American physicist (1932–2025)

Daniel Kleppner (December 16, 1932 – June 16, 2025) was an American physicist who was the Lester Wolfe Professor Emeritus of Physics at Massachusetts Institute of Technology (MIT) and co-founder and co-director of the MIT-Harvard Center for Ultracold Atoms. His areas of science included atomic, molecular, and optical physics, and his research interests included experimental atomic physics, laser spectroscopy, and high precision measurements.

Working with Norman Ramsey Jr., he helped create the first hydrogen maser in 1960.

Together with Robert J. Kolenkow, he authored a popular textbook An Introduction to Mechanics for advanced students.

==Early life==
Kleppner was born in New York City on December 16, 1932, and grew up in nearby New Rochelle, New York. His father was Otto Kleppner, founder of an advertising agency.

==Education and career==
Kleppner graduated from Williams College with a B.A. in 1953 in Williamstown, Massachusetts. He also attended Cambridge University in England with a B.A. in 1955, and Harvard University, he attended the Harvard Graduate School of Arts and Sciences, with a Ph.D. in 1959.

In the 1950s, Kleppner became a physics doctoral student at Harvard University, where he worked under Norman Ramsey.
Here, Kleppner took the concepts behind an ammonia maser and applied them to a hydrogen maser, which became his Ph.D. thesis. This enabled the development of more precise atomic clocks. Kleppner did important research into Rydberg atoms, which enabled development of the neutral atom quantum computer.

Later, he became interested in creating a hydrogen Bose–Einstein condensate (BEC). In 1995, a group of researchers, including Kleppner's former students, made a BEC using rubidium atoms. It was not until 1998 that Kleppner and Tom Greytak finally created a hydrogen BEC. The advancements in cooling technology needed to achieve this contributed to even more precise atomic clocks. Kleppner went on to become one of the founders of a MIT-Harvard joint research lab, the Center for Ultracold Atoms.

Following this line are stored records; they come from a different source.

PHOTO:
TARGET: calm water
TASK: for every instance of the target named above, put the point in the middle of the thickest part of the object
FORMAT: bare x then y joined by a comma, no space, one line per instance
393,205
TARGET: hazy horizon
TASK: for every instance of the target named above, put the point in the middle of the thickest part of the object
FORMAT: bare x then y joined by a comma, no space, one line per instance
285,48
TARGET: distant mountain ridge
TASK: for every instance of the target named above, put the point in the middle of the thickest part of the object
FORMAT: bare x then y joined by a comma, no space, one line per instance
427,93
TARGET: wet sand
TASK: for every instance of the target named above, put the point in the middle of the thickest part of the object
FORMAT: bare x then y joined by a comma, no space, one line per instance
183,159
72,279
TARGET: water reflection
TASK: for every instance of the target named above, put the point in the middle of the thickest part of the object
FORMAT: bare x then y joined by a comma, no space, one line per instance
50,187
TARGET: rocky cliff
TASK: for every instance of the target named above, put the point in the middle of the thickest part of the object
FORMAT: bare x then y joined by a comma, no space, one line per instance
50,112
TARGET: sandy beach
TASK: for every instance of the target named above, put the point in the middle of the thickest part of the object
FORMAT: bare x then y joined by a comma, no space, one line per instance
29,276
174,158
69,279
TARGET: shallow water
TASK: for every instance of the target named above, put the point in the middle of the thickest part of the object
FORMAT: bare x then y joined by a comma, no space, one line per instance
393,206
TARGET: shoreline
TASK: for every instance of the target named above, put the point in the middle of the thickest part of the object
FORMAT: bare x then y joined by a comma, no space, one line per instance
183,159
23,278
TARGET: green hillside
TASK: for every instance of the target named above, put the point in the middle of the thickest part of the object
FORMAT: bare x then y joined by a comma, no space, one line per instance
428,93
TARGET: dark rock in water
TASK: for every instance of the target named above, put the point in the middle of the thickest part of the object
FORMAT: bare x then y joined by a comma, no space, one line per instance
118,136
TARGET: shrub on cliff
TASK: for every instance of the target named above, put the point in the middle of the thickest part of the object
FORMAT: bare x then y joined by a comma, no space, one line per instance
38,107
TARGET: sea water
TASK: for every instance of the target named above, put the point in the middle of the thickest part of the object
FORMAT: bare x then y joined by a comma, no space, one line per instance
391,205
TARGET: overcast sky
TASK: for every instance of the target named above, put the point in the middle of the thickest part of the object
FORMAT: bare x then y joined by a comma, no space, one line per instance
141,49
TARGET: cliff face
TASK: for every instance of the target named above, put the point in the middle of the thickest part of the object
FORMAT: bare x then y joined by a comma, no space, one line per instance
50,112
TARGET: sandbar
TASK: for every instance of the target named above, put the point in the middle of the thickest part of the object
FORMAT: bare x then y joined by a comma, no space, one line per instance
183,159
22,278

==Personal life and death==
Kleppner married Beatrice Spencer in 1958, and they had three children. They were longtime residents of Belmont, Massachusetts. After falling ill while visiting family in California, Kleppner died at a hospital in Palo Alto on June 16, 2025, at the age of 92.

== Honors and awards ==
Kleppner was the recipient of many awards including

- 1991 Lilienfeld Prize,
- 1991 William F. Meggers Award,
- 1997 Oersted Medal,
- 2005 Wolf Prize in Physics,
- 2006 National Medal of Science
- 2007 Frederic Ives Medal,
- 2014 Benjamin Franklin Medal, and
- 2017 American Physical Society Medal for Exceptional Achievement in Research.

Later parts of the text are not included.